Frustrated, she snatched up her belongings and turned on her heel.
“Where are you going?”
“Back to see your poor prisoner!” She strode down the tiled hallway. The Lucius Sheriff Office housed a total of five cells and it was a rare day when even one was called into use. Shane was probably just bored and wanted to test the strength of the iron bars or something.
She turned the corner and stopped. Her breath sucked back up into her chest and a squiggle of something unfamiliar dipped in her stomach. Wood was sitting on the cot, his back against the wall, one foot planted on the thin mattress, the other leg—a long leg—extended.
“If you’ve come to break me out, save the effort,” he advised. “With your help I’d probably find myself in a federal penitentiary.”
She chewed the inside of her lip and took a step closer to the cell. From out in the front office, she could hear Carla talking on the phone, her voice bright and cheerful.
Just another day winding down in Lucius.
“I’m sorry.” She hugged her jacket and purse to her midriff. “This is all my fault.”
“Yeah.”
“Well,” she added after a moment, “it’s not my fault that you didn’t have your license on you.” His lips twisted a little at that. He had very nice lips, even if her brother figured he was a car thief. “Are you?”

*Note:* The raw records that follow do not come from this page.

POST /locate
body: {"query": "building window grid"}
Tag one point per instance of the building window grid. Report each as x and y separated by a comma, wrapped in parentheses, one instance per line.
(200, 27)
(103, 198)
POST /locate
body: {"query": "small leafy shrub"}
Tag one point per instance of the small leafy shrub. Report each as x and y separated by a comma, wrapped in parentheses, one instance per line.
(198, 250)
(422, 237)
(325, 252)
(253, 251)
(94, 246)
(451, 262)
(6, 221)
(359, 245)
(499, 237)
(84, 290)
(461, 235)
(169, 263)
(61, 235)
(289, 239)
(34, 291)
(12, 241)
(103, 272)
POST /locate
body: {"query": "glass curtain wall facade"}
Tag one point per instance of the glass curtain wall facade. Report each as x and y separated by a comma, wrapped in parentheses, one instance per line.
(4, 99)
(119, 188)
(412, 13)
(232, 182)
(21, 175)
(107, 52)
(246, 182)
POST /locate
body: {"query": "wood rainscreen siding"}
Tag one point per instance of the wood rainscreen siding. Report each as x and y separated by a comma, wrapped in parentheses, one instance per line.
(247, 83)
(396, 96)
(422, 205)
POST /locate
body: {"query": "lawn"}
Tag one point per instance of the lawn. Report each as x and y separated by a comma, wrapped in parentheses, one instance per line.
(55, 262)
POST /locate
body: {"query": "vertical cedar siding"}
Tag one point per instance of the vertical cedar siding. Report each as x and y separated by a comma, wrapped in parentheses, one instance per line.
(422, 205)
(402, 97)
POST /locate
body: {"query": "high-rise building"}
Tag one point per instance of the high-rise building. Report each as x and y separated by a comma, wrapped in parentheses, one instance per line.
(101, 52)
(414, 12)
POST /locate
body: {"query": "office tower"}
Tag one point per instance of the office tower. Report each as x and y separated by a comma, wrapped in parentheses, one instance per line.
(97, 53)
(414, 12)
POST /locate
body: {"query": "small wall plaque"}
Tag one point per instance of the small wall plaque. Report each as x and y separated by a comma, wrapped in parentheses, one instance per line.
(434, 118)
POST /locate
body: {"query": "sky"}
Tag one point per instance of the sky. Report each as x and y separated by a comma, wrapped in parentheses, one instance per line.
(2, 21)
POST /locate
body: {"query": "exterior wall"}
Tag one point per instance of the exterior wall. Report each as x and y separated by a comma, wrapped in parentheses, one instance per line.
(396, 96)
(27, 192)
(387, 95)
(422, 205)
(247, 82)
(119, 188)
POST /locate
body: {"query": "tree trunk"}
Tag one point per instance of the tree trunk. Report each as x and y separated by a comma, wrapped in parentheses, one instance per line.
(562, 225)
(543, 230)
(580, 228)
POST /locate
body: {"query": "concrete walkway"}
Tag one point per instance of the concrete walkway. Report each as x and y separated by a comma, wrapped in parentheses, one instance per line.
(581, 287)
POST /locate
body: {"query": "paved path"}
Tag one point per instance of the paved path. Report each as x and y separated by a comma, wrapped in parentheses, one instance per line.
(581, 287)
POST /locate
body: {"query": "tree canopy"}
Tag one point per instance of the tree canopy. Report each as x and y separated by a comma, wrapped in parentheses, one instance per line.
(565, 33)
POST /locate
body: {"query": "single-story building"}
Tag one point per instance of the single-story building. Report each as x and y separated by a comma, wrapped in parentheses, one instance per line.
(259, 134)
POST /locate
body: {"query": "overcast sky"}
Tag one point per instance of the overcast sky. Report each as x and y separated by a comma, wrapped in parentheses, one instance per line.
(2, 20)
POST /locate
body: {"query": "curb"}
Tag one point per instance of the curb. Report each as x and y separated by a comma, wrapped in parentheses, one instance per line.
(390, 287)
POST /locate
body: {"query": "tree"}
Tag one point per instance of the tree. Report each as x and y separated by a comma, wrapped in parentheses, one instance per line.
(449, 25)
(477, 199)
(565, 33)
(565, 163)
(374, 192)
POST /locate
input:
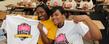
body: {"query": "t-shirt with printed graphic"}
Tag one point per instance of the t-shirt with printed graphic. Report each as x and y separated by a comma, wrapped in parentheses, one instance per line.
(21, 30)
(71, 33)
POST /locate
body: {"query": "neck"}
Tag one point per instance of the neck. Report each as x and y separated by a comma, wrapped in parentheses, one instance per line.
(61, 25)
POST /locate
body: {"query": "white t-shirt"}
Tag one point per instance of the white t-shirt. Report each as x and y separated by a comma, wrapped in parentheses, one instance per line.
(71, 32)
(21, 30)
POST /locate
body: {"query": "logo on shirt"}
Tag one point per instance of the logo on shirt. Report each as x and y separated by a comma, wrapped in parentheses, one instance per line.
(61, 39)
(24, 31)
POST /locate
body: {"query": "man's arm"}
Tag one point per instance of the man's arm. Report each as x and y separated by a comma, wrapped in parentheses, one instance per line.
(93, 33)
(43, 36)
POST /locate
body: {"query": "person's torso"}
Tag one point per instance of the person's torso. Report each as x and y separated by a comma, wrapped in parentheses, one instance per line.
(21, 31)
(70, 32)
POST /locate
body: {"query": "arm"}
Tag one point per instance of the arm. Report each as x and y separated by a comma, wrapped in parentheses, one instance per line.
(93, 33)
(44, 37)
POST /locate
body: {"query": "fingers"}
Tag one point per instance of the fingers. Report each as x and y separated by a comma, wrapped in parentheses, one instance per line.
(40, 26)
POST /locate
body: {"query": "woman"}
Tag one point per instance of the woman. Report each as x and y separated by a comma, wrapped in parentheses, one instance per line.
(46, 37)
(72, 32)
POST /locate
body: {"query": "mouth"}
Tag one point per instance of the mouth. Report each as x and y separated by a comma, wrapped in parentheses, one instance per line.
(56, 21)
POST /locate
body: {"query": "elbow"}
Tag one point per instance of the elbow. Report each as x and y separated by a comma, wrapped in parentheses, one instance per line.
(98, 37)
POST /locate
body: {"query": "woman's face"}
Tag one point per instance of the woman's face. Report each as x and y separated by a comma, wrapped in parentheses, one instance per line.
(57, 17)
(42, 15)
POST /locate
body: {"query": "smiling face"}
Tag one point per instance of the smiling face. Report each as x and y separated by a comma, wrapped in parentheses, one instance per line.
(42, 15)
(57, 17)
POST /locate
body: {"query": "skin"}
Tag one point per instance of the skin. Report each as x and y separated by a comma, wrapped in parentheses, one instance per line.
(42, 15)
(93, 33)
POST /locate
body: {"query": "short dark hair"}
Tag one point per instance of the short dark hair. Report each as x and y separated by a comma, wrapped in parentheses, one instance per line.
(60, 8)
(87, 0)
(45, 7)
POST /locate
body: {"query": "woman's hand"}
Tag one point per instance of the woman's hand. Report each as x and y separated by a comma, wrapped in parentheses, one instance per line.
(80, 18)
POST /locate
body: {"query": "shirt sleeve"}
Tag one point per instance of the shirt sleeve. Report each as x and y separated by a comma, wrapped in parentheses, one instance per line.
(82, 28)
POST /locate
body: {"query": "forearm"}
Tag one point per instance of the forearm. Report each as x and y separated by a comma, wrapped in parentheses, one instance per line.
(93, 29)
(44, 38)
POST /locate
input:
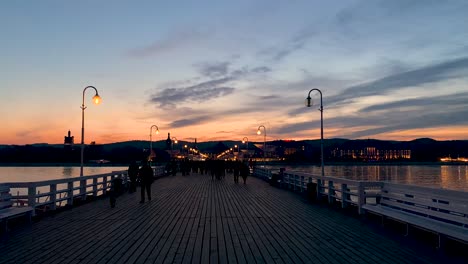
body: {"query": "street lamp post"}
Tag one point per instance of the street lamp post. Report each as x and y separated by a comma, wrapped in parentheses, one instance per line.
(151, 139)
(264, 140)
(174, 140)
(309, 104)
(246, 140)
(96, 100)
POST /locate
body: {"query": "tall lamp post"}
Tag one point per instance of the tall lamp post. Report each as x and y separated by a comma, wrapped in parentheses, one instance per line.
(151, 138)
(246, 140)
(96, 100)
(264, 140)
(174, 140)
(309, 103)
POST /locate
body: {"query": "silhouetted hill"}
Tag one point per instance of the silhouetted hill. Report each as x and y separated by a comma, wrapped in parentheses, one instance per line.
(422, 149)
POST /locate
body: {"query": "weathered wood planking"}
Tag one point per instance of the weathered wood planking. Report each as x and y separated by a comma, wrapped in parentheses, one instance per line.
(192, 219)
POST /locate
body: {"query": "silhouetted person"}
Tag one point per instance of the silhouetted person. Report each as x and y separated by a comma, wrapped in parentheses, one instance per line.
(146, 178)
(237, 167)
(244, 172)
(115, 190)
(133, 174)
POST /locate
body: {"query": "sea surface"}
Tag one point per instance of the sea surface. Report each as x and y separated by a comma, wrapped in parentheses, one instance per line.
(453, 177)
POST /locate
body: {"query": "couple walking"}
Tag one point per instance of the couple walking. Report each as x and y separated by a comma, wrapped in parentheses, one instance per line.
(145, 175)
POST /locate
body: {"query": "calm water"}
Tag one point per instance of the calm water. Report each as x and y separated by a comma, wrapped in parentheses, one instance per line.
(453, 177)
(446, 176)
(30, 174)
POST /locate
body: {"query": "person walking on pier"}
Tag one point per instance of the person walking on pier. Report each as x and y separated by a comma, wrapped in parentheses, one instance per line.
(146, 178)
(133, 174)
(244, 172)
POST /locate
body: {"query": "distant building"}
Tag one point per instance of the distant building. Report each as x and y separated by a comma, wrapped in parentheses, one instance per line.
(168, 141)
(69, 141)
(371, 154)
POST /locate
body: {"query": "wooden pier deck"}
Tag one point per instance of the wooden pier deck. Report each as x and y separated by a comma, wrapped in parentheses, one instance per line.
(192, 219)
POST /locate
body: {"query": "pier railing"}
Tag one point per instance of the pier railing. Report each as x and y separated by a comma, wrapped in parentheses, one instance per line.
(333, 189)
(53, 194)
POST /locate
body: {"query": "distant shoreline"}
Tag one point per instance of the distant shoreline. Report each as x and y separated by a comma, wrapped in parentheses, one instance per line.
(414, 163)
(58, 164)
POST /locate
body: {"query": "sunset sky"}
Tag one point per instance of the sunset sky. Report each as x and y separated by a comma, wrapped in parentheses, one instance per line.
(216, 70)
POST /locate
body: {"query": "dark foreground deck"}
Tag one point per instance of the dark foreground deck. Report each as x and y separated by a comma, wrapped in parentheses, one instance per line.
(193, 219)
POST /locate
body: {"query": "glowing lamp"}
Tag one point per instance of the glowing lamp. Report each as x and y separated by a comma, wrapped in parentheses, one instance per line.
(97, 99)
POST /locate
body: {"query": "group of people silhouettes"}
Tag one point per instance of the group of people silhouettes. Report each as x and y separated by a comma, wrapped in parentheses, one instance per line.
(143, 175)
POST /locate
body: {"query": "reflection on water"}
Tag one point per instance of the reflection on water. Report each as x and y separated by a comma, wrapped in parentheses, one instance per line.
(440, 176)
(68, 172)
(453, 177)
(32, 174)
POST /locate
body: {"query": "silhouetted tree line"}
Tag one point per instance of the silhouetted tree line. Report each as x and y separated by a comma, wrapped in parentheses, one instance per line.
(422, 150)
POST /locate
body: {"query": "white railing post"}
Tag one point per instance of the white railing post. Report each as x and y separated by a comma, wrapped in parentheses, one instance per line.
(53, 196)
(70, 193)
(83, 189)
(104, 185)
(302, 183)
(95, 186)
(319, 188)
(32, 197)
(361, 198)
(344, 195)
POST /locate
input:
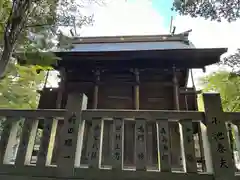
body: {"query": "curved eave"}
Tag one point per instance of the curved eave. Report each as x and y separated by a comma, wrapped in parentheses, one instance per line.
(189, 58)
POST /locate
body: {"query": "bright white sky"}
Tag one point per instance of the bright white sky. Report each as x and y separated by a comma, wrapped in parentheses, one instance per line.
(139, 17)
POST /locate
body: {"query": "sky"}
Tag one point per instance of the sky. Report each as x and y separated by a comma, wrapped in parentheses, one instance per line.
(142, 17)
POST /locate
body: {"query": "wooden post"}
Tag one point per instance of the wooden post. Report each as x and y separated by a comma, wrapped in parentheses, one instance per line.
(61, 88)
(222, 160)
(175, 90)
(140, 144)
(174, 126)
(69, 140)
(27, 141)
(96, 88)
(136, 89)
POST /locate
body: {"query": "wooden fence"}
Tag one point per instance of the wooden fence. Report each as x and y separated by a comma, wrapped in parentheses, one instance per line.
(80, 151)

His eyebrows rose. “Am I what?”
Her cheeks warmed. That was the trouble for thinking half one’s thoughts out loud. Confusion inevitably ensued. “A car thief.”
A glint lit his eyes. His hand, draped over his raised knee, curled a little. Then he shifted and rose off the cot, his movements so smooth and relaxed he might just as well have been rising out of his own bed in his own home.
As if she’d ever seen what a strange man looked like rising out of his own bed? She ran the family’s boardinghouse. Any beds she was involved with were those needing a change of sheets between her rare guests.
She swallowed and stood her ground when he walked up to the bars of the cell and wrapped his hands lightly around them, looking at her through the space between. “Do I look like a car thief to you?”
She lifted her shoulder. “Can’t say I know what a car thief really looks like,” she admitted, speculation aside. “I don’t imagine they are all unattractive with shifty eyes.”
The corner of his lip twisted upward. “High praise,” he murmured.
He almost had a dimple in his cheek. Or more of a slash, she thought, which definitely went with a jaw that was razor sharp. And his nose was a little too long for his face, but the whole package was put together in a decidedly blessed way.
“You’re staring.”
She blinked. Moistened her lips. “Sorry.”
He reached one long arm between the bars and grazed his fingers against her coat. “So am I.”
He had a tiny scar at the corner of his eye. And another one, nearly invisible, bisecting his slashing eyebrow. “For what?” she asked faintly.